Giving the Union a face – with a slavery defender's body
The contrast couldn't have been starker. As Holzer says, "the John C Calhoun portrait morphed into a Lincoln portrait, flowing robes and all, Unionist replacing secessionist". The Lincoln scholar tells BBC Culture: "The great historical irony is that it's the preserver of the Union's head on the great nullifier's body – the emancipator's face on the body of slavery's most ardent defender."
Perhaps the even greater irony is that Lincoln had embraced portraits as a way of cementing his position, and embedding the Union in the minds of the public.

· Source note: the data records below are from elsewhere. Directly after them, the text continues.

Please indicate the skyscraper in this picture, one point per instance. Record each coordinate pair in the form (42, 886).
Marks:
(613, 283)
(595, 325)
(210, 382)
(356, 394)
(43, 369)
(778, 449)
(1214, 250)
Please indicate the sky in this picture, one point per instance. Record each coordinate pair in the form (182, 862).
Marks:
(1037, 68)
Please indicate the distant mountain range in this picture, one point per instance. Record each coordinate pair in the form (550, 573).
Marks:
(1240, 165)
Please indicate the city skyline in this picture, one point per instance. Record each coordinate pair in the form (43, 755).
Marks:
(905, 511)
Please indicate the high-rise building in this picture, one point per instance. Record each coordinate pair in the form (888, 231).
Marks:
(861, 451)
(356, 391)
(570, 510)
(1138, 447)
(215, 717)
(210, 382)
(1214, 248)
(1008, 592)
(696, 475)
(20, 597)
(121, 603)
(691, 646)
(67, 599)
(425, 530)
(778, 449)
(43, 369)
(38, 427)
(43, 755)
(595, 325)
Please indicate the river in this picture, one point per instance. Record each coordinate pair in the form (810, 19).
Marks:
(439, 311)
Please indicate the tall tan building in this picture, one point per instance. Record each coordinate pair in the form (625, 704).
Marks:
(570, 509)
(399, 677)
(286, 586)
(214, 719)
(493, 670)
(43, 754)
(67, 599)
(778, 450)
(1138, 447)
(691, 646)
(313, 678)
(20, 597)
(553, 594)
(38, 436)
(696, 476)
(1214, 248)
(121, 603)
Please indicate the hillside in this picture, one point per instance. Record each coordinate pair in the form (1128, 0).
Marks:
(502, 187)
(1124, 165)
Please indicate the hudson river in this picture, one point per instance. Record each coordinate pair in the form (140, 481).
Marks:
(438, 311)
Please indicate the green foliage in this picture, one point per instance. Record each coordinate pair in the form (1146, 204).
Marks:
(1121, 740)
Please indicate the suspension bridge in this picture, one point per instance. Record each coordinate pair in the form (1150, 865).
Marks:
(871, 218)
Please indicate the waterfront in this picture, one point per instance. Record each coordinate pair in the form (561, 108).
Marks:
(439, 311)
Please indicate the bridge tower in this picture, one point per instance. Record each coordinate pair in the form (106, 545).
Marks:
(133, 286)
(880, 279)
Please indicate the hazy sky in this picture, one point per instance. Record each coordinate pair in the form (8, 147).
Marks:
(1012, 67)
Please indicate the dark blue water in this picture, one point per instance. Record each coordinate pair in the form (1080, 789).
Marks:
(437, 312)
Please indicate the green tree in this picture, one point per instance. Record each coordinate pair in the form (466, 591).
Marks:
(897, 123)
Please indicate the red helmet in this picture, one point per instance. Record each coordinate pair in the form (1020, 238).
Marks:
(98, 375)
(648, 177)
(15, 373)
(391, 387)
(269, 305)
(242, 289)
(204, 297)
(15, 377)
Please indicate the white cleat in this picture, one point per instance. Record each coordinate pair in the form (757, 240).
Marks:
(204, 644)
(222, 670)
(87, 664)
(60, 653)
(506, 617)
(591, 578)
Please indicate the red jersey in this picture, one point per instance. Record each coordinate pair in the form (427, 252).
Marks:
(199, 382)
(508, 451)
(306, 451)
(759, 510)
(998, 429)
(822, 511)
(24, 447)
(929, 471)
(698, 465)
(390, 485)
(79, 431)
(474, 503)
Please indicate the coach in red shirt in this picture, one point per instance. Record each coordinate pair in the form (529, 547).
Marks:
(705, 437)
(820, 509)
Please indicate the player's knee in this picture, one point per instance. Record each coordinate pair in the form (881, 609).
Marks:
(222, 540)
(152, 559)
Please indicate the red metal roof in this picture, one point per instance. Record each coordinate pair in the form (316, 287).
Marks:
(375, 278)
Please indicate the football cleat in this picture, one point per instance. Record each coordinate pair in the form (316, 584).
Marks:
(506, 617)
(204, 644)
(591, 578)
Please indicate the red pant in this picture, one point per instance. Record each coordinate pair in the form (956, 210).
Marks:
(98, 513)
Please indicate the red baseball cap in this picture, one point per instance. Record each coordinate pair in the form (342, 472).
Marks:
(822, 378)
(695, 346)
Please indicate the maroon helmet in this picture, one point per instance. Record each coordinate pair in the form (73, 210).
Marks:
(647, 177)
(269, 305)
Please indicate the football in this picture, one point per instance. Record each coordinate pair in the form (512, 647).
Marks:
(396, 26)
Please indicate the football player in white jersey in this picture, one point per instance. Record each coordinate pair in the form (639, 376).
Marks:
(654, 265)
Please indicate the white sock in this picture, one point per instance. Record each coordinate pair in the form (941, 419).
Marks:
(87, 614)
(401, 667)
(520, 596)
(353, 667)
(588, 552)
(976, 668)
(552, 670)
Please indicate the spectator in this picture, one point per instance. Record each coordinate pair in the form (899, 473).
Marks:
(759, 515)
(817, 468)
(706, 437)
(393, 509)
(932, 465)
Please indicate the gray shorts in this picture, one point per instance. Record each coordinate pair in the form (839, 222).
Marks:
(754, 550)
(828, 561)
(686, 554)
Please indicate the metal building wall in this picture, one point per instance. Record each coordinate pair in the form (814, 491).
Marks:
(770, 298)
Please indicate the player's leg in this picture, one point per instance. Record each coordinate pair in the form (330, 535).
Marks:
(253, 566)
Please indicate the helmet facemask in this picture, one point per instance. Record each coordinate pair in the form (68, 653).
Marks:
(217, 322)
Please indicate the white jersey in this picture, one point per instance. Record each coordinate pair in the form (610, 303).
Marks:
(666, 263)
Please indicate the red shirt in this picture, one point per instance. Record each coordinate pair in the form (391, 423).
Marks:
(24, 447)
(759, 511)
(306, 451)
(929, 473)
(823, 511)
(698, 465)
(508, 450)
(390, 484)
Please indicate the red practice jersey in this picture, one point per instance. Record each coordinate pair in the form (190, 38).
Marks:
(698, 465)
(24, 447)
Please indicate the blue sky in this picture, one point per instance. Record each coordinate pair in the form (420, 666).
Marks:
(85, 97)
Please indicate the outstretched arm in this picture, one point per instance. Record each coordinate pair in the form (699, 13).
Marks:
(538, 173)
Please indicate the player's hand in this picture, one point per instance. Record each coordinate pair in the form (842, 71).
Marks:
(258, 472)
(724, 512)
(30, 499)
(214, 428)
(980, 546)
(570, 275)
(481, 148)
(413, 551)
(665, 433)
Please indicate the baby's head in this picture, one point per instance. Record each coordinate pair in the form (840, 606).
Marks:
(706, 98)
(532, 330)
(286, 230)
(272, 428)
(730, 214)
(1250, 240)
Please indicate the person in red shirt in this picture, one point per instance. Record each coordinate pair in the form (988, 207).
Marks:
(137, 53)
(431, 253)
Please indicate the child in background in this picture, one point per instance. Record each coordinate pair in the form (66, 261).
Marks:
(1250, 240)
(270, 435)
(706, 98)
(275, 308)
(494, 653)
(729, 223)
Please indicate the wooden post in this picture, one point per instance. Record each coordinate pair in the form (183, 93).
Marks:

According to The New York Times, "In the early months of his presidency, Lincoln more than tolerated his photographers; he intuitively understood that they were helping him a great deal as he tried to give the Union a face – his own."
Initially, Holzer claims, prints "helped make Lincoln palatable as a candidate, and also transformed him into an icon that symbolised limitless American opportunity – the rail-splitter who had risen to his full potential under our unique system". After he became President, "he changed his image by growing whiskers. Printmakers responded by issuing more avuncular and dignified portraits".
And after Lincoln's assassination in 1865, says Holzer, "there was an explosion of demand for pictures: heroic portraits, deathbed scenes, even retrospective pictures that suggested he was an active military leader". The Lincoln/Calhoun composite was likely created "when demand for images of the martyred Lincoln peaked", Holzer tells BBC Culture.
Holzer believes that the first person to reveal the image was a composite was the late Library of Congress archivist Milton Kaplan, in a 1970 scholarly article for the Winterthur portfolio called Heads of State.
This, and other prints of Lincoln, "elevated Lincoln to the status of American deity", says Holzer. "We know how highly Americans regarded these seemingly primitive pictures. They placed them in the most sacred spots in their homes: above the mantel in the parlour."
Ultimately, then, Lincoln might have had the last laugh – remembered as a hero of the Union in part thanks to the body of a slavery proponent.